Güldü. "Evet, öyle yapacağım."

Tek kaşımı kaldırarak ona yaklaştım. "Demek öyle."

Başını salladı. Alnını alnıma yaslamıştı. "Aynen öyle güzelim."

Uzanıp dudaklarını öptüm. Belimde duran ellerini hızla sırtıma çıkararak beni kendine hapsetti. Boynundaki kollarımı sıkılaştırdım. Dudaklarımı ondan ayırmak istemiyordum.
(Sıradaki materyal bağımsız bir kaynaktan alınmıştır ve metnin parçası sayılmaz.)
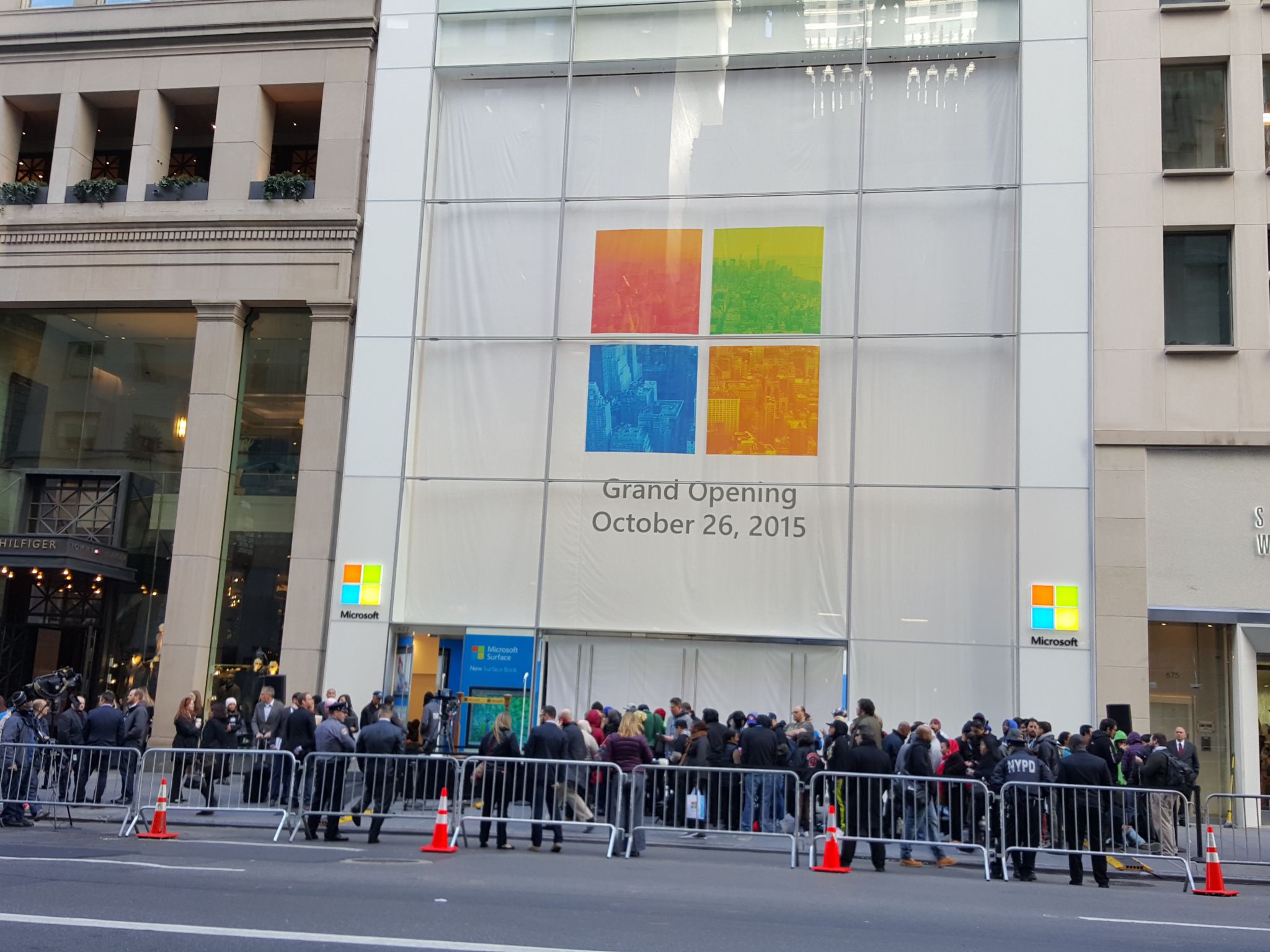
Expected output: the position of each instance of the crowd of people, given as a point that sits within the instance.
(916, 783)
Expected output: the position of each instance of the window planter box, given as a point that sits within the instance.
(41, 198)
(120, 195)
(193, 192)
(257, 191)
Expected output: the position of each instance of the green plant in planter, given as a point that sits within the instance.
(178, 182)
(94, 190)
(18, 193)
(285, 184)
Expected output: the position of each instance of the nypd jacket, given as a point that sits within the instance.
(1021, 765)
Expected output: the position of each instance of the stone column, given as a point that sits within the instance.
(11, 140)
(313, 541)
(205, 480)
(73, 145)
(243, 141)
(151, 143)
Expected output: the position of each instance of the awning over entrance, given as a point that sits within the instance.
(56, 552)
Dudaklarının arasında öpmekten örselenen dudaklarımı hiçe sayarak öperken buna devam etmesi için ona daha çok sokuluyordum.

Ben onun aç dokunuşları arasında eriyip biterken kolları bana güç vermek istermiş gibi sıkıydı. Kendimi ona yasladım. Havlusunun açıldığını hissetmiştim. Ayaklarıma düşen havluyu kenara iterek onu yatağa doğru götürdüğümde beni bırakmadan kucağına çekmişti. Dudakları artık boynumdaydı. Aldığı nefesleri duyuyordum.

"Nasıl oluyor da benimle aynı duş jelini kullanıp bu kadar başka, bu kadar harika kokuyorsun?"

Başımı geriye doğru attım. Boynumda dolaşan dudakları oldukça nazikti. Belimi tutan elleri ise daha fazlasını istiyormuş gibi kalçama inmişti. Elleri arasına aldığı kalçalarımı hafifçe sıkarak beni kucağında ilerlettiğinde erkekliğinin üzerinde olduğumu hissetmiştim. Duraksadım. Zil çalıyordu.

O bütün evi bir anda ayağa kaldıran zil sesini duymamış gibi işine devam ediyorken giydiğim tişörtten içeri soktuğu ellerini yakalayarak onu durdurdum. "Yavuz..."

"Efendim güneşim?"

Kucağından kalkmaya çalıştım. "Zil çalıyor, biri geldi."

Umursamadı bile. "Sen duştayken pizza söylemiştim, odur." Uzanıp yeniden ıslak dudaklarını boynuma bastırdığında elleri tişörtümden içeri girmiş tenimde hoyratça geziniyordu.